従来型のLUTとは、Logのコントラストの薄い映像に適用すると彩度・コントラストが濃くなるもの。これは、ルックに癖をつける要素とともに、色域・ガンマ(色空間)を変換する要素が含まれているためです。
一方、DaVinci Resolveのワークフローで最近主流となっているのが、「Color Space Transform」(カラースペース変換)というエフェクトを使った方法です。この方法は、入力色空間、出力色空間をそれぞれ設定し、DaVinci Resolveの広い色空間の中で処理をすることで、撮影素材のもつ階調を最大限活かした色調整ができるため、ここ数年その普及が進んでいます。
しかし、このフローの中で従来型のLUTを当ててしまうと、LUTとColor Space Transformの両方で色空間の変換をすることになるため、階調が破綻してしまいます。
そこで必要になるのが、色空間を変換する要素を抜き、色の癖だけを残した新方式のLog to Log形式のLUTです。この新方式のLUTであれば、Color Space Transformを使ったフローの中でも問題なく使用できるため、より上質な色調整が可能となり、SDR/ HDRなど出力色空間を問わず、さまざまな場面で活用できます。

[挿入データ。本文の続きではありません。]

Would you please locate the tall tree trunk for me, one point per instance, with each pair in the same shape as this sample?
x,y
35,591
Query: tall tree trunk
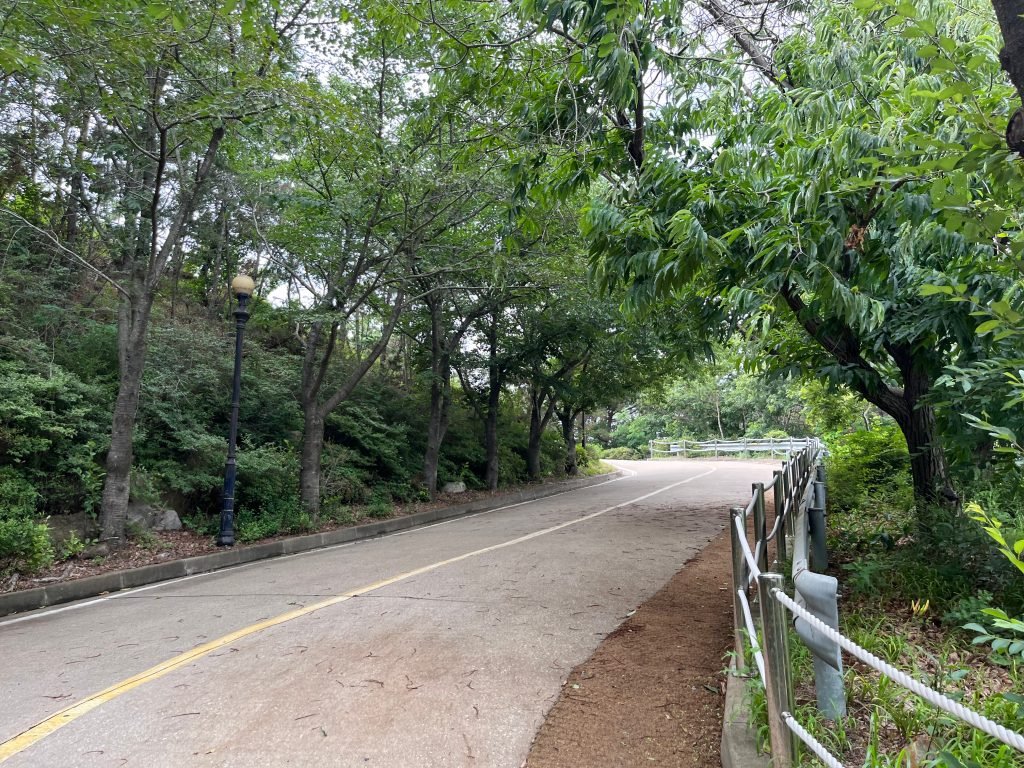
x,y
1009,12
440,386
929,469
315,410
132,325
907,407
494,403
567,420
143,262
540,415
440,398
312,452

RED Creative LUT Kitに収録されているLUTを見てみると、「REC709_BT1886」と書かれたものが、BT.1886用に設計された従来型のLUTだと分かります。従来型には「709」もしくは「1886」の表記があり、その表記がないものがLog to Log形式となっています。
「Primaries」(プライマリー)のノードでベースの基本調整をし、従来型のLUTを当てるといったシンプルなノード構成となります。
CST INというラベルのノードで、REDの色空間をDaVinci Resolveの作業用の色空間に変換したあとに、CST OUTのノードで、一般的なRec.709の色空間に変換することで、ニュートラルなルックを作っています。その流れの中で、Log to Log形式のLUTを当てることで「癖」をつけるといったノード構成となります。
Log to Log形式のLUTを使用すれば、コントラストを上げることなく、色の癖だけをつけることができます。
LUT(BT.1886)を適用
カラースペース変換をするワークフローで従来型であるBT.1886のLUTを適用すると、二重で色空間を変換してしまうことになり、コントラストが強くなってしまいます。